Basics of Insulin and Glucagon

  • Insulin and glucagon are hormones that help regulate the body’s glucose levels.
  • Insulin helps store glucose in the liver, fat, and muscles and also regulates the body’s metabolism of carbohydrates, fats, and proteins. Insulin also assists in breaking down fats or proteins for energy.
  • The pancreas is an organ behind the stomach that is the main source of insulin in the body. Clusters of cells in the pancreas called islets produce the hormone and determine the amount based on blood glucose levels in the body.
  • The higher the level of glucose, the more insulin goes into production to balance sugar levels in the blood.
  • When the body digests food rich in carbohydrates, glucose is released into the bloodstream. This leads to an increase in blood glucose levels in the body. Most of this glucose is used up to provide energy to the cells. The excess glucose in the bloodstream is converted into glycogen and absorbed by the liver and muscle cells to be used later.
  • Several hours after a meal, the blood glucose levels in the body are low. This signals the pancreas to secrete glucagon, which signals the liver and muscle cells to convert the glycogen back to glucose, which is then readily absorbed by the other cells to produce energy.

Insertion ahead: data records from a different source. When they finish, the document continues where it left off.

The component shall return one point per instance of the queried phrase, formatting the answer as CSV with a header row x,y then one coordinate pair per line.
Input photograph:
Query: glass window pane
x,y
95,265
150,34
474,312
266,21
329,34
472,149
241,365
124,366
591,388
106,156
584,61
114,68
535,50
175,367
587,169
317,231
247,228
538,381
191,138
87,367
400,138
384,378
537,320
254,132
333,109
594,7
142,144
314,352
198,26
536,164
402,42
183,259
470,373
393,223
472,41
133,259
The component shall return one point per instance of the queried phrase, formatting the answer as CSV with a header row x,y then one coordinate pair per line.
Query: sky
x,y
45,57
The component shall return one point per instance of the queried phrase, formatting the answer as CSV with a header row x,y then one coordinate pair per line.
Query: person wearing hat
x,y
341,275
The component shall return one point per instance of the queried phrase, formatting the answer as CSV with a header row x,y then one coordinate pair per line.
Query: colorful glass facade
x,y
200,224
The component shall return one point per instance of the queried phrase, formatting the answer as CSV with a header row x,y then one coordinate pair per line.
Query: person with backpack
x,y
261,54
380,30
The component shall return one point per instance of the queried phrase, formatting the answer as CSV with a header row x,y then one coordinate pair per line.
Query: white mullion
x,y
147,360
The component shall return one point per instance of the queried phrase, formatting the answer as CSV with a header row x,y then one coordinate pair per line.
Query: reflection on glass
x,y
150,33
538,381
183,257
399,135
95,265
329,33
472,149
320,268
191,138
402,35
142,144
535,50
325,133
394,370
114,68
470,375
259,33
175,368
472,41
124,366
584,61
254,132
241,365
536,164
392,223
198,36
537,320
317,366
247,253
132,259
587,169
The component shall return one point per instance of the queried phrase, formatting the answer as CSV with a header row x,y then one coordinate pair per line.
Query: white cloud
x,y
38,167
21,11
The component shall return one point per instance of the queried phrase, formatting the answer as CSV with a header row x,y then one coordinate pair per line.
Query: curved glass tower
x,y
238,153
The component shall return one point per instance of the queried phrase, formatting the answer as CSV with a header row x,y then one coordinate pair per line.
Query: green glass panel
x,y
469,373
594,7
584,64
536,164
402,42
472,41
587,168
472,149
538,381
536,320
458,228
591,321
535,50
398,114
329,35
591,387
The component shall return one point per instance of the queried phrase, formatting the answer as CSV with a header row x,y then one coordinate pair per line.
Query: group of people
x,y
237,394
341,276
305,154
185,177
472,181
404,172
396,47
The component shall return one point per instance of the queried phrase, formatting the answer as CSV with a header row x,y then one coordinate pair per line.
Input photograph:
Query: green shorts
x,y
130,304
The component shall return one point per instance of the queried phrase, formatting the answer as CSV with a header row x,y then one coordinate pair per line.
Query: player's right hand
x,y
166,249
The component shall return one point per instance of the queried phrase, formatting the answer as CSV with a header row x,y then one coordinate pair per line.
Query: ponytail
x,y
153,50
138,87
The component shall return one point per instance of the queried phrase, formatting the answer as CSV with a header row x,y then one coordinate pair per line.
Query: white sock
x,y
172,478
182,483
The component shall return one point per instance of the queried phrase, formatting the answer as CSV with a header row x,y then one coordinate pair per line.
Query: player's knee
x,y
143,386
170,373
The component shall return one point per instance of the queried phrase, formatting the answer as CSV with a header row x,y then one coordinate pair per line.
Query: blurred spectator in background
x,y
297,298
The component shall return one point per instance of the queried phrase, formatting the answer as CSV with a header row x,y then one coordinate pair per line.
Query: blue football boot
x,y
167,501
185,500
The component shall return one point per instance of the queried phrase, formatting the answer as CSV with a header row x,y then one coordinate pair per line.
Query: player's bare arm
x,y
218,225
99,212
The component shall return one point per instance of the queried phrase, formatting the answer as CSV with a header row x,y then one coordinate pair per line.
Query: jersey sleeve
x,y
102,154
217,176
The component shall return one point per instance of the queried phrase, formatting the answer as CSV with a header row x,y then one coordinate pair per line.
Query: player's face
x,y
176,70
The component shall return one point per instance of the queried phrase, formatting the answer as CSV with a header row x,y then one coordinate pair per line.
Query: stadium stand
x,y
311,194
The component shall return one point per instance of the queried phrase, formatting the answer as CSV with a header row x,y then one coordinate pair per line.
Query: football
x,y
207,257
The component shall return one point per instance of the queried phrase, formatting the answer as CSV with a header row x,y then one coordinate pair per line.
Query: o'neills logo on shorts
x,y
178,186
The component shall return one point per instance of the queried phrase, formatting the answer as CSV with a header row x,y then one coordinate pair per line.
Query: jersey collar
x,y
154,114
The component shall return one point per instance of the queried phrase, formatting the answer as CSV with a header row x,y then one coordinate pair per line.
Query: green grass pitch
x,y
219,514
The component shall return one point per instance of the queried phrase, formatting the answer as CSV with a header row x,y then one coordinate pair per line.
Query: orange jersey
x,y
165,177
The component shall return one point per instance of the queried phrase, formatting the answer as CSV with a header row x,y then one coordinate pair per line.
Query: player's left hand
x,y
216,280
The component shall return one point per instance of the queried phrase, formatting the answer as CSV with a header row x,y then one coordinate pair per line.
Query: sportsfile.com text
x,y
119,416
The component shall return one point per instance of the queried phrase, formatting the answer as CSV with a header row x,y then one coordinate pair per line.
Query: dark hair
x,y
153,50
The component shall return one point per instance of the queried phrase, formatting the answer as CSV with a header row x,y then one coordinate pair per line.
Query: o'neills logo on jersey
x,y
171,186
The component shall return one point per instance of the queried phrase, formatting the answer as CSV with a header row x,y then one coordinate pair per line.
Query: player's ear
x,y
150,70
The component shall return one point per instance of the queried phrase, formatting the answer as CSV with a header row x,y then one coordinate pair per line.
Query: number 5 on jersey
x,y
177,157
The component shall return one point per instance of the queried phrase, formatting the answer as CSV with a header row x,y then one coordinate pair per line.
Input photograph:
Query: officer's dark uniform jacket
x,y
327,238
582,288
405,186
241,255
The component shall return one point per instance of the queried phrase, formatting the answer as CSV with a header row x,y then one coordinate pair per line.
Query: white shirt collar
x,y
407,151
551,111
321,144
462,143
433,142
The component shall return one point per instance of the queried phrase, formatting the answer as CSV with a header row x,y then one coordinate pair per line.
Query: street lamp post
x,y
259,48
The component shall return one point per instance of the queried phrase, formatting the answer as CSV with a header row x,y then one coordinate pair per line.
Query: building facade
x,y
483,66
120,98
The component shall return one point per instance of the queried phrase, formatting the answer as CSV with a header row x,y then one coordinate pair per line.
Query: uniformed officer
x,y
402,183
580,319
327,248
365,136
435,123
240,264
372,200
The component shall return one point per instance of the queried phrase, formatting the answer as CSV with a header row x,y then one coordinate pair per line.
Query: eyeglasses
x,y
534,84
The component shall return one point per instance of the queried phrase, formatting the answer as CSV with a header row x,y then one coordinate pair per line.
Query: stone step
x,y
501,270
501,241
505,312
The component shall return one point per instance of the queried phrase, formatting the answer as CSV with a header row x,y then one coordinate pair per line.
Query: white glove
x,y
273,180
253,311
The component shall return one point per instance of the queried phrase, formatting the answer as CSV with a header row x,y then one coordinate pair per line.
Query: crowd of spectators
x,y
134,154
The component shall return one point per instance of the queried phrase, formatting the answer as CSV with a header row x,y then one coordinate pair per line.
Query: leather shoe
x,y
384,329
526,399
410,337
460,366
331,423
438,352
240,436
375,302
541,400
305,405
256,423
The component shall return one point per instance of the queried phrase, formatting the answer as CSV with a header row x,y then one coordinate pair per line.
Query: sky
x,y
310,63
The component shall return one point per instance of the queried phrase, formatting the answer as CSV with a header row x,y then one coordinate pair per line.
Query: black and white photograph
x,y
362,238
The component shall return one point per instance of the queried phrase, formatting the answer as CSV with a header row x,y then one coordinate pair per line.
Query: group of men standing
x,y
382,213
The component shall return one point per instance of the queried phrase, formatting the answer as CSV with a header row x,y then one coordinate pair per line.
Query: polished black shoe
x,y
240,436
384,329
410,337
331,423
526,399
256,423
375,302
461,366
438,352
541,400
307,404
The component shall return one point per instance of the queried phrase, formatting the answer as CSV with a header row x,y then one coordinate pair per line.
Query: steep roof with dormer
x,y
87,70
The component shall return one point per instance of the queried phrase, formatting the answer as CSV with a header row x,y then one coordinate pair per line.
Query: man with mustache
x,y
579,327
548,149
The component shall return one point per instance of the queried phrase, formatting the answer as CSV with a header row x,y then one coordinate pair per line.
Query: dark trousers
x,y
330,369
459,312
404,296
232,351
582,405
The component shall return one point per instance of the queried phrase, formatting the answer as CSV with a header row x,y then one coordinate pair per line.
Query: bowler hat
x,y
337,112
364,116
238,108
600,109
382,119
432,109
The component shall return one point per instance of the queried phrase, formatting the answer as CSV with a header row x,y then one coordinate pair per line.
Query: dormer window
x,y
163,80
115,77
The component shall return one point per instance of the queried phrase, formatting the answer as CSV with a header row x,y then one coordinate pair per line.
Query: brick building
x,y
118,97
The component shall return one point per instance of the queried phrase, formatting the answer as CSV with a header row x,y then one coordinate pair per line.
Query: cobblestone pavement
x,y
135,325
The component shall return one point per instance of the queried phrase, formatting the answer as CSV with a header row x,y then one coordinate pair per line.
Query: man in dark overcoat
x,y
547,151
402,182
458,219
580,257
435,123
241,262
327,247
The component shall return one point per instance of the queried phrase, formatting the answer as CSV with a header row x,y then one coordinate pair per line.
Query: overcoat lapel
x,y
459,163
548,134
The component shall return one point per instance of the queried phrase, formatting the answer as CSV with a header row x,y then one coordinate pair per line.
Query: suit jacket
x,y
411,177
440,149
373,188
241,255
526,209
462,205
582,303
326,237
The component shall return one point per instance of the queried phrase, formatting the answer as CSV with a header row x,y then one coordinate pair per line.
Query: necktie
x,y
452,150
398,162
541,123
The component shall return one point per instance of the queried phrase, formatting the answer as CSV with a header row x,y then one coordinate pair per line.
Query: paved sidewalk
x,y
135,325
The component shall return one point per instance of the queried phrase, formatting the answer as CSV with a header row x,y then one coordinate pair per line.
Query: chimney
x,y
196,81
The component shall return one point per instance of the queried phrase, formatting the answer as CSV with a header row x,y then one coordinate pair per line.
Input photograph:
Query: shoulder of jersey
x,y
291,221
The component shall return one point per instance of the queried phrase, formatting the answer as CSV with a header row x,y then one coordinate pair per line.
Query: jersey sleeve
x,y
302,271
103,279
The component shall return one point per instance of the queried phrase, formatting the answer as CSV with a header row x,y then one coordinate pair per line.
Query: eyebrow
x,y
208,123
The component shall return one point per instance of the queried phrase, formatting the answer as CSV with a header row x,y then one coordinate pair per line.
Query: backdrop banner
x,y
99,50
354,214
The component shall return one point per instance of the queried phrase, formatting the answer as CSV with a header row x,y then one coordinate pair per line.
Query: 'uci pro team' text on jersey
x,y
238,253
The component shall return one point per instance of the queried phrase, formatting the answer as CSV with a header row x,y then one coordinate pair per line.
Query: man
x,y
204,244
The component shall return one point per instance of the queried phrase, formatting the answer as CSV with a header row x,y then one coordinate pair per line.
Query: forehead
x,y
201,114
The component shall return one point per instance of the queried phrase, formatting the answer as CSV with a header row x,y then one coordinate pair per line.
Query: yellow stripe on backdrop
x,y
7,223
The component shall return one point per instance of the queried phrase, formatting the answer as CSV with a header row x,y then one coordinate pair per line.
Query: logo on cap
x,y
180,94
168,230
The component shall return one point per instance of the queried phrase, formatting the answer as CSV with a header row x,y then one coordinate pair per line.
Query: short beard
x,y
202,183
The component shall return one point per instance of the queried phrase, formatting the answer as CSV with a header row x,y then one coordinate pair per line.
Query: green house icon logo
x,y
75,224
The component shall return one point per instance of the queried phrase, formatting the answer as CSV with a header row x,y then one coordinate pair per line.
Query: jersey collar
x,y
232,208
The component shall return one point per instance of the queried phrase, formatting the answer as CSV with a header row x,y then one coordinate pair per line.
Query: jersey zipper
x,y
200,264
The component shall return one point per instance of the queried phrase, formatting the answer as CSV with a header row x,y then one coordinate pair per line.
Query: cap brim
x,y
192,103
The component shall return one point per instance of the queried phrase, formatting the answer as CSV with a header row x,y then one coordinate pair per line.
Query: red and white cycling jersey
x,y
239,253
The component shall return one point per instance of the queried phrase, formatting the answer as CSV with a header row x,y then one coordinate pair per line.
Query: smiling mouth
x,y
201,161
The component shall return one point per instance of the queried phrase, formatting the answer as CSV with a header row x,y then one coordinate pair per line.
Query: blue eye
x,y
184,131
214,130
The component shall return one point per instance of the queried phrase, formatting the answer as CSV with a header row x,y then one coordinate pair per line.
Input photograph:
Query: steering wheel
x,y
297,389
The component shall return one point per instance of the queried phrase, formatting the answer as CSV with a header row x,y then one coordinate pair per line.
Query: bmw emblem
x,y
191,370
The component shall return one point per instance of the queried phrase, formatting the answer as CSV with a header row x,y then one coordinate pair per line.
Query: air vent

Insulin’s role in Type 1 and Type 2 Diabetes

  • In some people, the immune system attacks the islets, and they cease to produce insulin or do not produce enough. When this occurs, blood glucose stays in the blood and cells cannot absorb them to convert the sugars into energy. This is the onset of type 1 diabetes, and a person with this version of diabetes will need regular shots of insulin to survive.
  • In some people, especially those who are overweight, obese, or inactive, insulin is not effective in transporting glucose into the cells and unable to fulfill its actions. The inability of insulin to exert its effect on tissues is called insulin resistance. Type 2 diabetes will develop when the islets cannot produce enough insulin to overcome insulin resistance.

What is Human Insulin?

  • The human insulin is the synthetic insulin that is grown in the laboratory to imitate the insulin in humans. After developing it in the 1960s to 70s, it was finally approved for medical purposes in 1982.
  • Before the human insulin was developed, porcine insulin, an animal insulin was used by the doctors.
  • Human insulin was first synthesised in the year 1975, by Dr Teusche, in Switzerland.
  • The first synthetic human insulin was approved in the year 1982, by the Food and Drug Administration, US.
  • In the 1990s, a more advanced form of human insulin was developed. This was known as analogue insulin.